Certains partisans de la nouvelle révolution démocratique haïtienne craignent de ne pas fournir des arguments à ceux qui tiennent mordicus au statu quo. La peur du chaos dénoncé ici et là risque d’apparaître aux yeux de patriotes sincères comme un obstacle au grand chambardement tant souhaité. Comme disait un observateur sur les ondes d’un média, on ne fait pas d’omelette sans casser des œufs.

Toutefois, cela suppose un processus révolutionnaire méthodique, avec des objectifs clairs. Mais, notre environnement actuel est placé sous la coupe réglée de groupes armés, encouragés par certaines autorités, avec en sus, une guerre déclarée entre deux chefs de bande de l’Artibonite. Il s’agit d’un mauvais western où pour le moment il n’y a que la brute et le truand.

Nous comprenons que tout soulèvement s’accompagne de dommages collatéraux. Et, que les destructions et les casses peuvent faire partie d’un processus de renouveau social et politique. Il faudrait s’assurer que cela ne soit pas des casses pour des prunes. Et qu’encore une fois, nous soyons à contempler des ruines, sans qu’un nouveau projet ne vienne se concrétiser. Nous avons par le passé brûlé des cathédrales et des temples vaudou sans parvenir au changement souhaité. Il faut changer radicalement nos habitudes du passé, à un moment ou de nouvelles perspectives politiques s’offrent à nous.

Les tenants du statu quo ne sont pas forcément ceux qui craignent l’anarchie et les violences.
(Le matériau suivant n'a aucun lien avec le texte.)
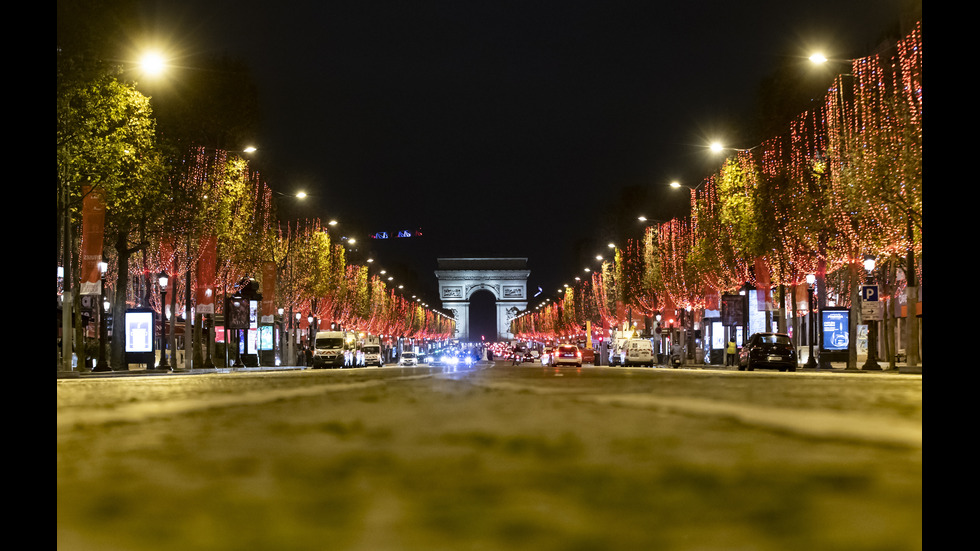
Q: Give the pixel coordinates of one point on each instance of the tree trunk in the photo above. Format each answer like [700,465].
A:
[117,355]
Nul ne peut, en effet, rivaliser avec ceux qui nous ont toujours gouvernés en matière de violences de toutes sortes : détournements scandaleux de fonds, exclusion sociale, avilissement aggravé de l’image d’Haïti. Les vrais maîtres du système ont peut-être déjà changé leurs fusils d’épaule en cherchant un nouveau concierge pour leur édifice de malheur. Mais, il s’agit en fait de faire preuve d’imagination afin de mettre fin à cette longue et douloureuse transition qui n’a jusqu’à présent de mérite que d’allonger la longue galerie de nos chefs d’État sans rien changer au fameux « système » dénoncé par tous. Nous n’allons pas reprendre ici, ni faire notre, les dénonciations inquiétantes d’un leader politique, étant donné qu’il s’agit que de sa parole contre d’autres, et que nous n’avions pas de reporters sur place.

Dans un tel contexte de confusion, appeler à la vigilance peut servir de balises contre la reproduction du même.

C’est peut-être cela qui préoccupe les actuels leaders de l’opposition et de la société civile dans leur quête d’alternative. 1986 et 2004 ne sont pas si loin, on peut encore se souvenir. Pour l’heure, trois importants documents sont sortis afin de nous éviter « un saut dans l’inconnu » pour reprendre le titre d’un confrère. Ce sont des propositions de sortie de crise qui feront certes débat dans l’opinion. Ce n’est pas à nous, pour le moment, d’en commenter le contenu. Laissons l’opinion publique s’en approprier et alimenter un débat sur l’avenir d’Haïti que nous souhaitons riche de sens.